This is an updated story that was first published in the September issue of Profit & Loss before a new EBS Brokertec CEO was appointed.
News that Gil Mandelzis, CEO of EBS Brokertec, is stepping down from the role has triggered the usual speculation over a successor and the business conditions the next CEO will face. Without doubt, the next head of EBS will be taking the reins of a very different company to that inherited by Mandelzis.
Historically, EBS was considered a G3 spot inter-dealer platform that, along with Reuters Matching, was the primary trading venue for when the banks needed to clear risk.

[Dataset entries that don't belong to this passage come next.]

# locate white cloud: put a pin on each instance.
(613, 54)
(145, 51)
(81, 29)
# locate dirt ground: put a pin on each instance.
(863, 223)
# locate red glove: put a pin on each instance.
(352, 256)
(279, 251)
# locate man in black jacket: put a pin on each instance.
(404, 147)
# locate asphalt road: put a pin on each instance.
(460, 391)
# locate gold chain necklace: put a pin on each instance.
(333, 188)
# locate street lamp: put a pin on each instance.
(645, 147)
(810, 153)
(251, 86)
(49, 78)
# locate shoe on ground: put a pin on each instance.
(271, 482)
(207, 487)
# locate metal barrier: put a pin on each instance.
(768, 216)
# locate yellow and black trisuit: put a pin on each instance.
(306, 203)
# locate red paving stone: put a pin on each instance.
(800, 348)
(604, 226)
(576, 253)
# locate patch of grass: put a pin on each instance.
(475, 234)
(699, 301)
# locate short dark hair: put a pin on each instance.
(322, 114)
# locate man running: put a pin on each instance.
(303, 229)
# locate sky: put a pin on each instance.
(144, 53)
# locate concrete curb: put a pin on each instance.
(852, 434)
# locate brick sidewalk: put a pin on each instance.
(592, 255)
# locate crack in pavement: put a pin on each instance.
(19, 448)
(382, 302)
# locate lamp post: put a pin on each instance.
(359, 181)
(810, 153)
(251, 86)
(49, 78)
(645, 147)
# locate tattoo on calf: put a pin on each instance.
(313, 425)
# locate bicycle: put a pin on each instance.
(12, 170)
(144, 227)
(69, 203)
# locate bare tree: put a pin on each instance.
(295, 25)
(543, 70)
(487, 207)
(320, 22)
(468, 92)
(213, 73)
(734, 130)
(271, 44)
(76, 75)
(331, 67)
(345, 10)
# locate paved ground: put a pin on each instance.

As HFTs started to become more active in the FX market generally post-2008, so their presence grew on the EBS platform. This in and of itself was not a problem, but it did perhaps mark the first major shift away from EBS’ traditional identity within the FX market.
As this shift occurred, there was a growing discontent from some banks about the way that some HFT firms behaved on the platform and the perceived manner in which EBS distributed its data to some of these firms.
Thus, when Mandelzis was put in charge of EBS in 2012, it was at a time when volumes on the platform were declining and, as he put during an interview with Profit & Loss at the time, there was “a justifiable sense of disappointment from some of our customers over how they were interacting with EBS”.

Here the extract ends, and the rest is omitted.